It’s easy when I’m at home and listening to a Damien Rice song and staring at the garden while holding a cup of coffee, to slip into a Utopian view of the world where there are no robotic hip hop songs or Crocs or staff development meetings. It’s easier still – when the monsoon rains pour out a song so loud that you have to turn off the Damien Rice album and walk outside and stand barefoot on the rain with the hopes of recapturing something lost in childhood – to forget about the incessant buzz of a flourescent light and the frequent announcements calling students to the office when in fact there are telephones in every classroom.
And it’s even easier in the sterile glow of a florescent light to forget that my students have lives that don’t revolve around fifteen minute assignment increments and essential questions and notes on the board and problems that can be solved on paper. It’s not that I’m against the assignments. For as bad as the factory might be, it’s produced some damn good readers and writers and even a few thinkers in the process (though I suspect it’s a case of reverse psychology – with critical thinking being a side-effect of coercian) and I’m complicit in the process because ultimately I believe transformation can happy in ugly places.

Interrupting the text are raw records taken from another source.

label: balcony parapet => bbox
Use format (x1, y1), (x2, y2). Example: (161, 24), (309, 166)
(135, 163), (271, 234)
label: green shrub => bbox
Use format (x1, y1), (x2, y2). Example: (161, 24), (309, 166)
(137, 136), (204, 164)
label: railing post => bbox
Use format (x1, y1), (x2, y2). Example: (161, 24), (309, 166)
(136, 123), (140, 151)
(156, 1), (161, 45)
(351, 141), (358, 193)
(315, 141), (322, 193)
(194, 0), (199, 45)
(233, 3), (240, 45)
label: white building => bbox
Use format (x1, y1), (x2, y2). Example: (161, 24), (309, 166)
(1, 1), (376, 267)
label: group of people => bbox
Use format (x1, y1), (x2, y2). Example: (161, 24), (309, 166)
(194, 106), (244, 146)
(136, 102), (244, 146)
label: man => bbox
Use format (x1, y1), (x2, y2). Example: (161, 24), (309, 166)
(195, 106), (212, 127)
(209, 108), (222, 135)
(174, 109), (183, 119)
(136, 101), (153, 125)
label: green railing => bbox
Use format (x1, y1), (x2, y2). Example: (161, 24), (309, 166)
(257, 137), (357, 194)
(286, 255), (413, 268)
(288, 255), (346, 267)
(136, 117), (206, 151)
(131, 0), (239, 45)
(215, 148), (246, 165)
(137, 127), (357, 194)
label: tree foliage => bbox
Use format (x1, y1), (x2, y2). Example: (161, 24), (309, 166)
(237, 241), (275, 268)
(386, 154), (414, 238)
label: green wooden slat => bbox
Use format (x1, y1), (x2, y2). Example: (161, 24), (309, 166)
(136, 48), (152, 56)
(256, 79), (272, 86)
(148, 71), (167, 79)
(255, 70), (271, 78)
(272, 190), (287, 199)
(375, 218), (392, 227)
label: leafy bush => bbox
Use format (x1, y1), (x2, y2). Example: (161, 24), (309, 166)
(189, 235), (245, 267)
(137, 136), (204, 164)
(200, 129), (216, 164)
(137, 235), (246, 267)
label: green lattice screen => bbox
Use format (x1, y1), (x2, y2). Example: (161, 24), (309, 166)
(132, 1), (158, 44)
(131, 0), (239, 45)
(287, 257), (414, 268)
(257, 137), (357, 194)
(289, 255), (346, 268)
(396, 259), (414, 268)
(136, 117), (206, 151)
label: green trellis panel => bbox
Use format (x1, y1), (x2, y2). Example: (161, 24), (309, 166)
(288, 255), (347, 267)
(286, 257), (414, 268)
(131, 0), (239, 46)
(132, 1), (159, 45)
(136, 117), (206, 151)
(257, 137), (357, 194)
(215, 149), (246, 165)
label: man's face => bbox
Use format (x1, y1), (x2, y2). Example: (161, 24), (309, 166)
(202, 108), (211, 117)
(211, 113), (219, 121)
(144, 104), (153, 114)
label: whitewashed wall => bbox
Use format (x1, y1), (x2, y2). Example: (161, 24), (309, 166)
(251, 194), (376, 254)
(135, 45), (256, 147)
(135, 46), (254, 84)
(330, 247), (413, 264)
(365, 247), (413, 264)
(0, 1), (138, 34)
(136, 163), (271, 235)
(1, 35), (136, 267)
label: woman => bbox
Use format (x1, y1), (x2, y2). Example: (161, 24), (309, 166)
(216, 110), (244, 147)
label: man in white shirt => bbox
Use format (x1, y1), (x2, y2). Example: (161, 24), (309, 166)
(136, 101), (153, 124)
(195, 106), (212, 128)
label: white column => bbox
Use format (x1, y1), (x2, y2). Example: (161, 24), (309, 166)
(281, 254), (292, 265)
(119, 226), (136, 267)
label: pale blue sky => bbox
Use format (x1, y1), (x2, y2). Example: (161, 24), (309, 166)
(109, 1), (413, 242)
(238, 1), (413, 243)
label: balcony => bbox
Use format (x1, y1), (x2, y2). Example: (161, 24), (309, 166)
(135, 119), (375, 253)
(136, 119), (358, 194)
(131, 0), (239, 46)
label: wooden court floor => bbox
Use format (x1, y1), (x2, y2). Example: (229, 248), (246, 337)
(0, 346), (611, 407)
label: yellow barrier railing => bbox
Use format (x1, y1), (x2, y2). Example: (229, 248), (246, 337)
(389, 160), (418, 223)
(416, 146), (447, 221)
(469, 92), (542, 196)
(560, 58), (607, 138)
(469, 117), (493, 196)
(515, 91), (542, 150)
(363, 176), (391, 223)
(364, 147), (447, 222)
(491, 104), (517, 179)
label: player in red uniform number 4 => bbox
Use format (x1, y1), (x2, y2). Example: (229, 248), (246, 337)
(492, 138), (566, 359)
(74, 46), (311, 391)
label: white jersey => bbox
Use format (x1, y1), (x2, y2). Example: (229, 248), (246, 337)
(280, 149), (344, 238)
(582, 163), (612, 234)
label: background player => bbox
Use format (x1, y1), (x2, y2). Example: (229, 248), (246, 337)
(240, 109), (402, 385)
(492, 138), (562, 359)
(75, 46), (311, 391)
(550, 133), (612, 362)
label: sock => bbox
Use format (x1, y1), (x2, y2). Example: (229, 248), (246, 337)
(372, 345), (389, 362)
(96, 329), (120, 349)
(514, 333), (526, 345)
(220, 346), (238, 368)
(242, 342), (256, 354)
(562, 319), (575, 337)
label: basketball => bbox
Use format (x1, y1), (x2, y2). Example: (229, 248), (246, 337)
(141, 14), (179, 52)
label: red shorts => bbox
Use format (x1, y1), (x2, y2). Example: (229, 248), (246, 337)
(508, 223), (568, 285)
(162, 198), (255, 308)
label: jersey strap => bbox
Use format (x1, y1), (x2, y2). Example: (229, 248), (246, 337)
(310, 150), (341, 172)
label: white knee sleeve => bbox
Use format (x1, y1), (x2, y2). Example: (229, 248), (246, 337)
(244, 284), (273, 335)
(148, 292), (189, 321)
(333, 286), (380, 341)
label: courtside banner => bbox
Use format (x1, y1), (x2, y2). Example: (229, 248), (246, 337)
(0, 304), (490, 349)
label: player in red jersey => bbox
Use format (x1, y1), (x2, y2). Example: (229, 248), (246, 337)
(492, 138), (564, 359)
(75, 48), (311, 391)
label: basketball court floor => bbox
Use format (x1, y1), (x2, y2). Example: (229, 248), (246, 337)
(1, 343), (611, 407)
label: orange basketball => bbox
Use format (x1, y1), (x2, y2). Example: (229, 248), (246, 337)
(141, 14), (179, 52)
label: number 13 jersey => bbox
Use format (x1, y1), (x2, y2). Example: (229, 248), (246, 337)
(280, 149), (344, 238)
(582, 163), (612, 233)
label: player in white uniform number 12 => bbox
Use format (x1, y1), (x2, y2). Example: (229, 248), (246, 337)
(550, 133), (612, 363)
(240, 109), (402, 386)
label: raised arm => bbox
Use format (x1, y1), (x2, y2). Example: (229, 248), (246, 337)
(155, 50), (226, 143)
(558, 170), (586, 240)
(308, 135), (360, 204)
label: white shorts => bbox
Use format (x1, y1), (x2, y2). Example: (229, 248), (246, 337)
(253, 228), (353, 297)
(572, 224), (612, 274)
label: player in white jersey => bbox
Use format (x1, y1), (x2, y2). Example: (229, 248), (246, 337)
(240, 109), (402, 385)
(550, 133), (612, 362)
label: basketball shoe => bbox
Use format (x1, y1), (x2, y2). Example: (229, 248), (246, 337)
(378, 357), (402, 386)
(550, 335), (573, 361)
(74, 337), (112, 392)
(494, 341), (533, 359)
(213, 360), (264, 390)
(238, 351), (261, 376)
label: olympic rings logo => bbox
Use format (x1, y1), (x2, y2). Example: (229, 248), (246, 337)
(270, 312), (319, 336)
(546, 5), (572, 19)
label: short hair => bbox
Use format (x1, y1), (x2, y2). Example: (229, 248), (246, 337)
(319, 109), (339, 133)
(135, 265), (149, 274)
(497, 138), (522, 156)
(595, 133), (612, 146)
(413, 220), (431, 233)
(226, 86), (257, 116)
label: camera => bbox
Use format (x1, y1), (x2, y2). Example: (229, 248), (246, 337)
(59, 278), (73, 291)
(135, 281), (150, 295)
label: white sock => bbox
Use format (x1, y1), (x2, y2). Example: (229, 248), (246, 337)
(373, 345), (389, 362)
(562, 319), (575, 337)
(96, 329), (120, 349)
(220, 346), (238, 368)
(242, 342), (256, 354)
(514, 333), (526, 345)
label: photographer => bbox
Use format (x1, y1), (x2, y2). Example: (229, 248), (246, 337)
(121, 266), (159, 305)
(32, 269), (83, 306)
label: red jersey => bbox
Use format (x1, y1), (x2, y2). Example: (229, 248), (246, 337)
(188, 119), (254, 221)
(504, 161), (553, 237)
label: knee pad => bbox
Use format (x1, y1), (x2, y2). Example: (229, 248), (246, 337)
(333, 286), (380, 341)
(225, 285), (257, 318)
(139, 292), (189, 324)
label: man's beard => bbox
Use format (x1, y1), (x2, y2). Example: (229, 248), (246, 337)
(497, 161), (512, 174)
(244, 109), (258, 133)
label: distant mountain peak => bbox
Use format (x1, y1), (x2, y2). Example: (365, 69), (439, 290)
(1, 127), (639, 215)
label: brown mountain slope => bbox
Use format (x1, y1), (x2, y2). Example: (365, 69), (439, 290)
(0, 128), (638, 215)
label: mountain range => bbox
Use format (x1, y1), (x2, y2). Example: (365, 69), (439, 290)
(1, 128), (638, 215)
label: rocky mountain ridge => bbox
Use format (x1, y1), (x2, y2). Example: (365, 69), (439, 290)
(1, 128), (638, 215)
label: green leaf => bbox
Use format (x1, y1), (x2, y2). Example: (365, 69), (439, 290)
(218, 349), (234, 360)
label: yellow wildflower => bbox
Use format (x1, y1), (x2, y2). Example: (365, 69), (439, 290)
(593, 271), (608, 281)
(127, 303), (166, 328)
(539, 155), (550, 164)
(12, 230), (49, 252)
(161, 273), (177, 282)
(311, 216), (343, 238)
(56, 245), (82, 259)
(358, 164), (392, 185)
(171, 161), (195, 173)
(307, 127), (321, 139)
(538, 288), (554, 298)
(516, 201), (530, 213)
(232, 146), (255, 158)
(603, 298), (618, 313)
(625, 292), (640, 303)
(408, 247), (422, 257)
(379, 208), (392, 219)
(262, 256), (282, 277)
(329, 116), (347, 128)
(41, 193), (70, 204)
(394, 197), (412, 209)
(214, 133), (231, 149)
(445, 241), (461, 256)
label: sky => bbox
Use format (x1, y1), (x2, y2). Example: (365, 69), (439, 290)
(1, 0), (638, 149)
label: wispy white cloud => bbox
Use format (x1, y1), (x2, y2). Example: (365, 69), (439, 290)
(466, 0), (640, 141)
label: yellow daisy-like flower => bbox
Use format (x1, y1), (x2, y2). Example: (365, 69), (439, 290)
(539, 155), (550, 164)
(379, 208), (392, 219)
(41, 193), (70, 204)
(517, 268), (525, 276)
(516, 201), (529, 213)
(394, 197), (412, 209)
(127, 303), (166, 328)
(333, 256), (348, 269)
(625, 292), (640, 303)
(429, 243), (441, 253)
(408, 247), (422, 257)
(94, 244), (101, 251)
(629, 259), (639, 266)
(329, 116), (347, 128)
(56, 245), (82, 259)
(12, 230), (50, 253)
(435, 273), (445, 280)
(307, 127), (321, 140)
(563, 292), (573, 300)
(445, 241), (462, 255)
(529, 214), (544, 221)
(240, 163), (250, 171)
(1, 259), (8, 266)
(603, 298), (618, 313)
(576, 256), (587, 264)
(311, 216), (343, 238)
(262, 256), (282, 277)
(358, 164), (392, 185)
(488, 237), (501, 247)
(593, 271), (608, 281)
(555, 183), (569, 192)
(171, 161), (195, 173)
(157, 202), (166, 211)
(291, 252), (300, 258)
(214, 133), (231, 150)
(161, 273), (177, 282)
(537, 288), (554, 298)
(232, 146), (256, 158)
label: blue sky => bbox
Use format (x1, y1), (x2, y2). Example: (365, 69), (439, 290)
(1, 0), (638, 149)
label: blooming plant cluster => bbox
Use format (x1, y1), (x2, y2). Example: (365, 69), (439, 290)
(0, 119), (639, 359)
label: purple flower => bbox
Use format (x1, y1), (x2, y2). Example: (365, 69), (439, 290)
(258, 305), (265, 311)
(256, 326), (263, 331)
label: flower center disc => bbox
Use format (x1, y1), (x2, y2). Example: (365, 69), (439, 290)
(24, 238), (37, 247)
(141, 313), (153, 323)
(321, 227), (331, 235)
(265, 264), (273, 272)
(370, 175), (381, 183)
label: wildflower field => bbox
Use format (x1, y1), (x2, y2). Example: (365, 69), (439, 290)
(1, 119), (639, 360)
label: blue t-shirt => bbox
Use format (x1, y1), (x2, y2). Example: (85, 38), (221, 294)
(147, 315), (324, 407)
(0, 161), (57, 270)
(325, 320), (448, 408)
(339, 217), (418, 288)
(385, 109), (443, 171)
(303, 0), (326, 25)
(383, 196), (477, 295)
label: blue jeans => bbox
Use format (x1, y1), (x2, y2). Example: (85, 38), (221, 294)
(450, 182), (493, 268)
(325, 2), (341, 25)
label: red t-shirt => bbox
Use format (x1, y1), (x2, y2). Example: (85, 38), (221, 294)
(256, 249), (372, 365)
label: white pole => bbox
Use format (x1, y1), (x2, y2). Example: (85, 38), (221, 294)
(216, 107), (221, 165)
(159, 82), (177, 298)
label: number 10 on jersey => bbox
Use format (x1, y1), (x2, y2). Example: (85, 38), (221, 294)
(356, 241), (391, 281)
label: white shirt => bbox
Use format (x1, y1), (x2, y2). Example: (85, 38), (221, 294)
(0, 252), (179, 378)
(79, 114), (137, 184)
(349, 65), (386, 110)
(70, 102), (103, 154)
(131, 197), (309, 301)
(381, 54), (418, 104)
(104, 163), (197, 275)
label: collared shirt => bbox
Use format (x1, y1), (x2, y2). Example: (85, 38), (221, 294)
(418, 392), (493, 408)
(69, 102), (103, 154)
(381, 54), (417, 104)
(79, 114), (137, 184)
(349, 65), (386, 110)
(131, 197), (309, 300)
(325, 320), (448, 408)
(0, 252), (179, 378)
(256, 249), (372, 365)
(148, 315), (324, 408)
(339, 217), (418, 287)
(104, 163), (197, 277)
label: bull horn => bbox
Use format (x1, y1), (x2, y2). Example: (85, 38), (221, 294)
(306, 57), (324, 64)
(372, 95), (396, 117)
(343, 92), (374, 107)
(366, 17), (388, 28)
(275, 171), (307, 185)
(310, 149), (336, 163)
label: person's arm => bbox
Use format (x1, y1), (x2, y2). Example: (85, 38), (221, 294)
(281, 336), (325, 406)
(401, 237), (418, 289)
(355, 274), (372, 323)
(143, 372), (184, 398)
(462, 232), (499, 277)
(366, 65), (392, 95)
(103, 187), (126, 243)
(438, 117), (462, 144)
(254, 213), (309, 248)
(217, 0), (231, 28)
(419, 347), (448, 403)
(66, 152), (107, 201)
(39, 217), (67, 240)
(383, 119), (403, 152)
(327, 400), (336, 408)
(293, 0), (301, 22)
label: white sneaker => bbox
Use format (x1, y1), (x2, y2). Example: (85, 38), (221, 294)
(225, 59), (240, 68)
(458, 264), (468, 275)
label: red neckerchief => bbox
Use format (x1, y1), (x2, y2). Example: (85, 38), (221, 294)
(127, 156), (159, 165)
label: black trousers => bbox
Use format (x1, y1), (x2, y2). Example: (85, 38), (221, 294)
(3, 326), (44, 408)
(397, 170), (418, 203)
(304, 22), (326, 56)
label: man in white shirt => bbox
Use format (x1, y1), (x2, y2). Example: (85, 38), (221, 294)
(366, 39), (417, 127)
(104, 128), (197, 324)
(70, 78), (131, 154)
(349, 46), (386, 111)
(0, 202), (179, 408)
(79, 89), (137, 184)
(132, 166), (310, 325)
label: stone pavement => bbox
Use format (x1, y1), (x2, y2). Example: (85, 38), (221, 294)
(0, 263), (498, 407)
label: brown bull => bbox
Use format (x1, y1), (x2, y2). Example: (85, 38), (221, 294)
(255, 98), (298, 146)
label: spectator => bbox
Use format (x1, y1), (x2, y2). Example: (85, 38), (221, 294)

So a student tells me that he wants to write about his powerful memory, but it’s not so much an event as a part of life. He tells me the story of his mom in trouble with the law and what it was like living with his grandmother and moving to Mexico for a year, working in the fields instead of learning algorithms. It was hard work, but at least you got to hold a machete. How many twelve year olds get to do that? He warns me that sometimes he gets real fidgety when he has to listen for a long time because he’s already forgotten parts of the language and more importantly he’s forgotten how to “do school” and when he says “do school” I get a little fidgety myself and wonder if the factory is at all worth it.
But then he tells me, not in person, but in his writing, that he doesn’t have any singular memory so much as a string of memories of what happens when he goes to school and when he sits in a desk it feels safe, if a little boring, and that the only adults with the time to listen have been teachers. His grandma is amazing and she cooks the best tortillas but she’s old and she’s tired and who can tell a story to someone who already knows it? But it’s the teachers in his past who listened to his story.
I will edit this paper at some point in the process. But not now. In the process of taking the “ass” out of “assessment” I’ve learned that building trust is key before I can offer constructive feedback. For now I’ll curse the universe for making me so sensitive and I’ll try and dry the tears so that they don’t smudge his voice and I’ll do well to remember that assessment is not the same as data and that there is always a human voice behind every item turned in.